A means by which many of these policy mechanisms can be brought to the bedside and produce more cost-effective care is (rapid) learning healthcare. This approach allows healthcare to “learn” by collecting extensive, multi-center clinical data in real time, analyzing the data, and implementing insights in clinical practice. Rapidity is injected into the model through real-time analytics and point-of-care clinical decision support. This model could incorporate CER at the individual level; for example, if an individual patient’s personal information on expenses, insurance benefits, and sociodemographics were combined, in real time, with information on likely efficacy and potential toxicity, then the patient and doctor could make a tailored decision based on the individual’s personalized risk assessment along with consideration of potential benefits and costs of therapy. The treatment cost implications would be apparent to patients well before they opened an unexpected bill.

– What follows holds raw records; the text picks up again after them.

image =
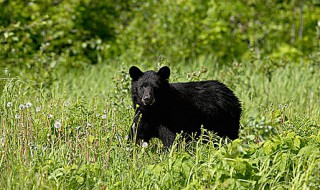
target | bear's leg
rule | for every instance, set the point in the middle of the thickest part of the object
(134, 126)
(166, 136)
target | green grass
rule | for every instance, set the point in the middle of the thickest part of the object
(74, 134)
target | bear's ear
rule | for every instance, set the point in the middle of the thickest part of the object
(135, 73)
(164, 72)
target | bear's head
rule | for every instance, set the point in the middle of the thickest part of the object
(146, 86)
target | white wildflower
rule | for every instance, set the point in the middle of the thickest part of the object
(9, 104)
(144, 145)
(28, 105)
(66, 103)
(17, 116)
(21, 107)
(57, 124)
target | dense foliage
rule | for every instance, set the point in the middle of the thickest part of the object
(65, 107)
(46, 35)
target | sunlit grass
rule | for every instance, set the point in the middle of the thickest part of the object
(73, 134)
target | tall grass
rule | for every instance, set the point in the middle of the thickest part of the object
(73, 134)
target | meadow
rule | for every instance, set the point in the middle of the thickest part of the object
(66, 109)
(73, 133)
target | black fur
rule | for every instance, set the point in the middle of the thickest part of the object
(163, 109)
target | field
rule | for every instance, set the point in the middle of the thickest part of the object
(65, 102)
(72, 135)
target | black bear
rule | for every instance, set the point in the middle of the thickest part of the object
(163, 109)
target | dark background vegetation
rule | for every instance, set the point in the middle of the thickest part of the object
(43, 37)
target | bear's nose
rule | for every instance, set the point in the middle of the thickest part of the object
(147, 100)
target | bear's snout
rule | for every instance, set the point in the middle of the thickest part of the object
(147, 100)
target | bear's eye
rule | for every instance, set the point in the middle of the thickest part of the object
(143, 86)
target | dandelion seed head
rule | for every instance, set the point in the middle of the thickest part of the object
(9, 104)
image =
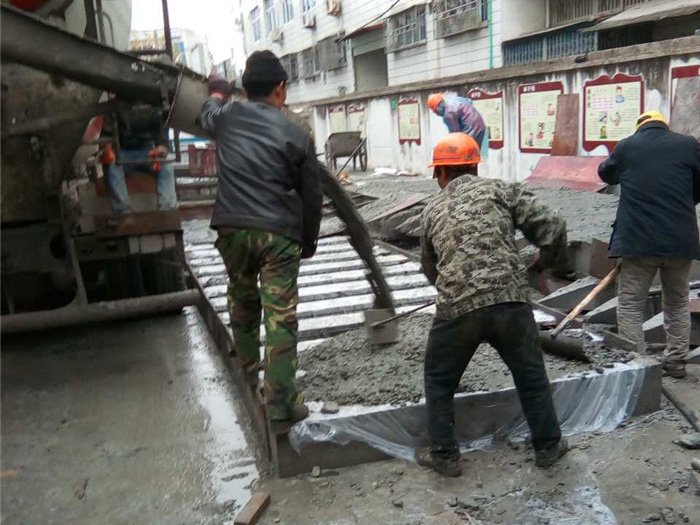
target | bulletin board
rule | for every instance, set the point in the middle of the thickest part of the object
(336, 117)
(610, 109)
(490, 106)
(677, 76)
(537, 115)
(356, 118)
(409, 120)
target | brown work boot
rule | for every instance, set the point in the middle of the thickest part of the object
(446, 466)
(675, 370)
(547, 457)
(282, 426)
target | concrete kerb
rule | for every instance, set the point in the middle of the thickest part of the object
(585, 402)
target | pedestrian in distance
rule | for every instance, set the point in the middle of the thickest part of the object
(469, 253)
(656, 230)
(267, 215)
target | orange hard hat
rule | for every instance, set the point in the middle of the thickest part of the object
(456, 149)
(434, 101)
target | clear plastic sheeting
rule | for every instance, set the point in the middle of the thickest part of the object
(585, 403)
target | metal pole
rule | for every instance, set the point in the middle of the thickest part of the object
(166, 30)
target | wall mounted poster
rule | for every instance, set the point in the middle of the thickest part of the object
(490, 106)
(679, 75)
(611, 108)
(336, 116)
(538, 115)
(356, 117)
(409, 120)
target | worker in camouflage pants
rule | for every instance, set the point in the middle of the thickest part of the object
(267, 214)
(247, 253)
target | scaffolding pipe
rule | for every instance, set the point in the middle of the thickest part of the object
(98, 312)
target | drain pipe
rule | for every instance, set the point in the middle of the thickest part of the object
(490, 34)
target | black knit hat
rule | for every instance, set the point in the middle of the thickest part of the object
(263, 67)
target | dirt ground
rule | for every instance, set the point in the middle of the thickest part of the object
(633, 475)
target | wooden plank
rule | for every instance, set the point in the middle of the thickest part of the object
(250, 514)
(565, 140)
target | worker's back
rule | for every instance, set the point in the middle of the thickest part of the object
(261, 156)
(471, 226)
(657, 171)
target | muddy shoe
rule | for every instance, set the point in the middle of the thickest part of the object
(282, 426)
(445, 466)
(675, 370)
(547, 457)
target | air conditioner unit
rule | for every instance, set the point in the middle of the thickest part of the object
(309, 21)
(276, 35)
(333, 7)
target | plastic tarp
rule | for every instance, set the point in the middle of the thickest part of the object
(585, 403)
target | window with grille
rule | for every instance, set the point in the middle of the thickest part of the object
(270, 18)
(456, 16)
(255, 24)
(407, 28)
(310, 62)
(287, 11)
(333, 54)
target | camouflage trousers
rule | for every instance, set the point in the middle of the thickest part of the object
(249, 254)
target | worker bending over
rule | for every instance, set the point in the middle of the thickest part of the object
(267, 214)
(142, 136)
(656, 229)
(460, 115)
(469, 253)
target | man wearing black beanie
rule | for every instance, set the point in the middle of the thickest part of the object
(267, 215)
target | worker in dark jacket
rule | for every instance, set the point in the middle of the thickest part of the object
(469, 253)
(656, 229)
(267, 214)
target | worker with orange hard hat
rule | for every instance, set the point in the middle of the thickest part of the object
(655, 230)
(459, 114)
(469, 253)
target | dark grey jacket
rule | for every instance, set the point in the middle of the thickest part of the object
(268, 172)
(659, 176)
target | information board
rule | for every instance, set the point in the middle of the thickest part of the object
(409, 120)
(336, 116)
(611, 106)
(490, 106)
(537, 115)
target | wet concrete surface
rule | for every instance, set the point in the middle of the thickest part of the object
(621, 477)
(349, 370)
(133, 422)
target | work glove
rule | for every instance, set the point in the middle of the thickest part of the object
(219, 85)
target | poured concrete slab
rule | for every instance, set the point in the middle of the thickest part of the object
(590, 401)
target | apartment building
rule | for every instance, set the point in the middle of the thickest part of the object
(339, 47)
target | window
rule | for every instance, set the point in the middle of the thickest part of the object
(407, 28)
(287, 11)
(310, 62)
(290, 65)
(307, 5)
(255, 24)
(334, 53)
(456, 16)
(270, 18)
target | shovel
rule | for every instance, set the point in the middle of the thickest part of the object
(382, 327)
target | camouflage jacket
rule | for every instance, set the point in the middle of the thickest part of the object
(468, 243)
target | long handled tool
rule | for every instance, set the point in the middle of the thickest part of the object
(605, 281)
(384, 331)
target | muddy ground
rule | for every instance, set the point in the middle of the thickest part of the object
(349, 370)
(630, 476)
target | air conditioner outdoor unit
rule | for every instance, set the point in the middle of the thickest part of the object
(309, 21)
(276, 35)
(334, 7)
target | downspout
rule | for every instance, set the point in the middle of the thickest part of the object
(490, 34)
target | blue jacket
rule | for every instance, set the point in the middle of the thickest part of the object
(659, 176)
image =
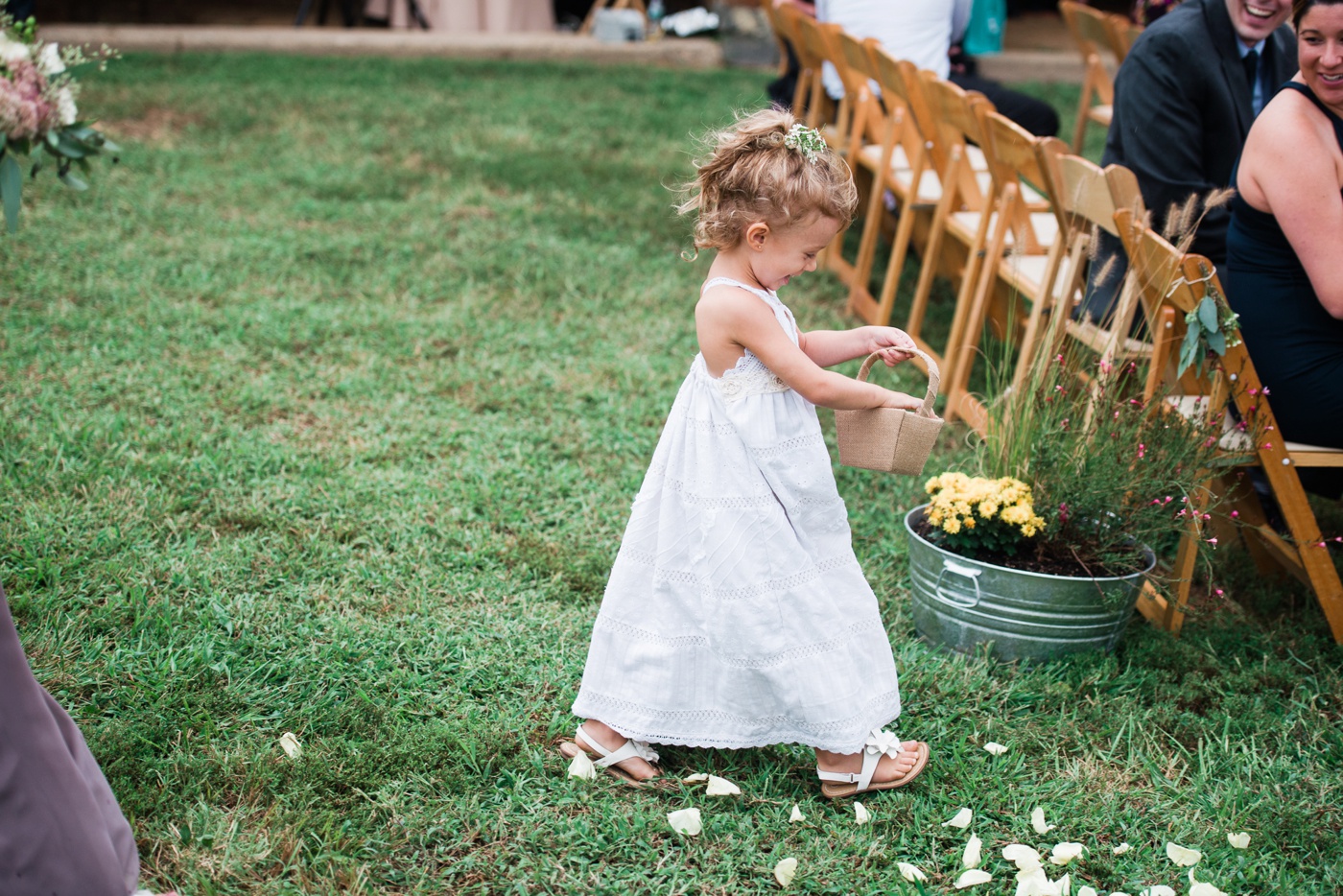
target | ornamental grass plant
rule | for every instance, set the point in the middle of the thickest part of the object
(1080, 472)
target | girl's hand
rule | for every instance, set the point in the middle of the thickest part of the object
(895, 344)
(903, 402)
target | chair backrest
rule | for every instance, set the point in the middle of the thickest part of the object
(1013, 154)
(955, 121)
(1123, 33)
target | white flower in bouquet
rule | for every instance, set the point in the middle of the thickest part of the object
(66, 110)
(12, 51)
(49, 60)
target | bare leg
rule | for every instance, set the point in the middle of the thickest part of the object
(888, 768)
(613, 739)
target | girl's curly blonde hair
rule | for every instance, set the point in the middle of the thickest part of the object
(751, 175)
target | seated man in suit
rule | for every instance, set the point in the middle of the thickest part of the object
(1185, 100)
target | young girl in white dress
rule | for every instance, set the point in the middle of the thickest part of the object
(736, 614)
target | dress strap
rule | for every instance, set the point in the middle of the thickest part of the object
(1329, 113)
(728, 281)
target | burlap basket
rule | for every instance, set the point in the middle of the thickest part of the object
(886, 438)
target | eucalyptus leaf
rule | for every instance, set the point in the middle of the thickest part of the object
(11, 181)
(1208, 313)
(1217, 342)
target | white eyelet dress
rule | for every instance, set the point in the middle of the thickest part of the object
(736, 614)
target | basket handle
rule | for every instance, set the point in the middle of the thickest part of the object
(933, 376)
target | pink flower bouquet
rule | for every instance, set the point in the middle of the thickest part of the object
(37, 113)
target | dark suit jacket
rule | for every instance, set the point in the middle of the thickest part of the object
(1182, 109)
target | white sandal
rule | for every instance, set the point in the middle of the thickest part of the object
(880, 743)
(608, 759)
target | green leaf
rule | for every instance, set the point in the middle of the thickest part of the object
(11, 181)
(1189, 349)
(1217, 342)
(1208, 313)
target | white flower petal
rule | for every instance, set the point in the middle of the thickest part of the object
(581, 767)
(1064, 853)
(910, 872)
(721, 788)
(974, 853)
(973, 878)
(1034, 882)
(960, 819)
(1182, 856)
(685, 821)
(1023, 856)
(289, 743)
(785, 871)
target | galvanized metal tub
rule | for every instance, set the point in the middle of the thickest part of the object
(964, 603)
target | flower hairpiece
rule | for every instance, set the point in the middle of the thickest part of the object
(805, 140)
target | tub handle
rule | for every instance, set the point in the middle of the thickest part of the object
(955, 569)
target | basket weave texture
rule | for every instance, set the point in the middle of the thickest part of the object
(885, 438)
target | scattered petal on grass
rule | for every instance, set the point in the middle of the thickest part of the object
(970, 859)
(1034, 882)
(1064, 853)
(910, 872)
(289, 743)
(685, 821)
(1182, 856)
(785, 871)
(973, 878)
(960, 819)
(1023, 856)
(721, 788)
(581, 767)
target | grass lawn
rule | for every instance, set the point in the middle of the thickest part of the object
(322, 413)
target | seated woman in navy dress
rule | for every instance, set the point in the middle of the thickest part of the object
(1284, 248)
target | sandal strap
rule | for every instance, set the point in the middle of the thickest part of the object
(630, 750)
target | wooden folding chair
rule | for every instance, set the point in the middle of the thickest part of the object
(1023, 257)
(963, 208)
(1092, 36)
(815, 47)
(785, 19)
(1175, 284)
(1087, 198)
(869, 127)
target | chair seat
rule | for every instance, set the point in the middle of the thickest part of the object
(964, 224)
(1237, 440)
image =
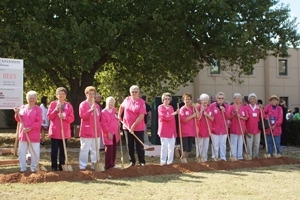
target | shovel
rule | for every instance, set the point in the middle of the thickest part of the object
(266, 155)
(271, 131)
(212, 141)
(146, 147)
(39, 166)
(66, 166)
(199, 157)
(246, 155)
(231, 158)
(183, 160)
(16, 140)
(99, 167)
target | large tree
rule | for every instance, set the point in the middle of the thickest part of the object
(149, 42)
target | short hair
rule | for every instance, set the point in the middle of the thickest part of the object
(237, 95)
(204, 96)
(108, 99)
(252, 95)
(30, 94)
(134, 87)
(90, 89)
(187, 95)
(61, 89)
(164, 95)
(220, 93)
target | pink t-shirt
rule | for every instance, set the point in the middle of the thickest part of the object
(87, 128)
(234, 123)
(166, 122)
(132, 110)
(275, 115)
(254, 117)
(110, 124)
(218, 125)
(202, 125)
(188, 128)
(32, 119)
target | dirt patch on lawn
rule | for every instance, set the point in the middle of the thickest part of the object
(137, 171)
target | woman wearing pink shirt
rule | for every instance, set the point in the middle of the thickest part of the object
(237, 110)
(134, 110)
(219, 134)
(274, 113)
(188, 127)
(111, 132)
(203, 139)
(31, 116)
(59, 109)
(87, 128)
(253, 133)
(166, 129)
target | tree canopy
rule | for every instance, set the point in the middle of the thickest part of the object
(149, 43)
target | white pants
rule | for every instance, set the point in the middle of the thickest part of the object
(253, 142)
(23, 148)
(204, 142)
(220, 146)
(167, 150)
(86, 145)
(237, 146)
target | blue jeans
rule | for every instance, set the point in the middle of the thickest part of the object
(271, 144)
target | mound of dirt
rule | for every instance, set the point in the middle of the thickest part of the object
(137, 171)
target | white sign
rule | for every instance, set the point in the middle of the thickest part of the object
(11, 83)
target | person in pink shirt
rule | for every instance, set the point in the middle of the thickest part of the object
(188, 126)
(87, 128)
(111, 132)
(203, 140)
(31, 116)
(252, 130)
(166, 129)
(274, 113)
(237, 110)
(59, 109)
(219, 134)
(134, 110)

We oncologists and our patients are facing an era of medicine in which innovations are implemented at a rapid pace, costs are rising to keep up with innovation, and those costs are being shifted onto patients. As a result, we find ourselves at the front lines of the conflict between cost and effectiveness, and frankly, we are unprepared. Now that we are aware of Janet’s plight with her health care bills, we need to design interventions to help. We need to consider education for patients and providers, tools to identify those at greatest risk, and means for providing those experiencing financial toxicity with alternative care options. Cancer treatment is unlikely to become any less expensive in the coming years, and neither patients nor providers will risk the quality of care to eliminate all out-of-pocket costs for patients. However, just as high-quality research has focused on limiting the physical toxicity resulting from successful treatment, future research should focus on mitigating the negative effects of financial toxicity without affecting disease-related outcomes.